Carricktown Track (4WD only)

More interesting than the main road from Duffers Saddle to Bannockburn (see previous route) is the side-track via the de­serted Carricktown, where mullock heaps mark the positions of mine holes, the remains of stamper batteries lie scattered like rusty fossils, and the ruins of stone cottages squat among rocky outcrops.

In a gully before the town stands an 8m iron overshot waterwheel, while on the opposite side of the gully is a stamping battery. Both were built in Dunedin and were originally transported in pieces to a goldmine near Alexandra. After three years this venture failed, and late in 1874 Sam Williams and John Edwards bought the battery and wheel for their Young Australian claim on the Carrick Range.

Williams and Edwards had been mining on the top of Carrick for nearly three years, carting their gold-bearing quartz halfway down the range for crushing. When in 1874 they finally got a reliable water supply, they moved their newly acquired waterwheel and stamping battery to the mine site and set them up alongside each other.

For two years they did well, with the mine yielding more than an ounce of gold for each ton of quartz crushed. But then the reef ran out. By 1877 the mine and battery were sold up by creditors.

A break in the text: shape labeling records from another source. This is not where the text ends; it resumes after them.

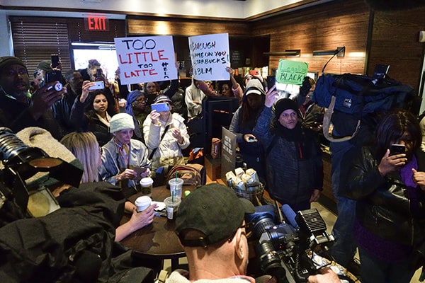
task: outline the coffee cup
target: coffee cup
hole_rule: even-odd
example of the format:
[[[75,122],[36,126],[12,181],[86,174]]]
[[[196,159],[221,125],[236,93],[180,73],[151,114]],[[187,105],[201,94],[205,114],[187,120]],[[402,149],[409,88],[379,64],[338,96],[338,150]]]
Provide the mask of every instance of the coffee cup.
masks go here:
[[[166,209],[166,218],[169,220],[174,219],[176,216],[176,212],[178,209],[181,199],[176,197],[168,197],[164,200],[165,207]]]
[[[152,196],[154,180],[152,178],[146,177],[140,180],[140,186],[142,187],[142,194],[149,197]]]
[[[181,198],[181,191],[183,190],[183,179],[180,178],[172,178],[169,181],[169,185],[170,186],[170,192],[171,196],[174,197],[177,197]]]
[[[151,204],[152,200],[147,195],[143,195],[136,199],[135,205],[137,207],[137,212],[141,212],[148,208]]]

The battery was then operated only occasionally until 1898. During this time it was shifted – with only five of its 10 heads – to its present position, where a pelton wheel was used to drive it Which explains how the battery and waterwheel got to be on opposite sides of the gully.

HOWTO GETTHERE
Turn up the track at the cattle-stop 0.2km on the Bannockburn side of Duffers Saddle on the Carrick Range.
If you start from the Bannockburn Hotel, drive south for 5.2km, bear right at the end of the seal and travel a further 9.5km to the cattle-stop just short of Duffers Saddle.

MAPS:
F41 (Arrowtown), F42 (Kingston)
S > N. Start at F42 017526

DISTANCE: 14km

TRACK CONDITIONS
For the first 6km the track is bare earth with a few water-holes, then becoming grass with some rocky sections and ruts.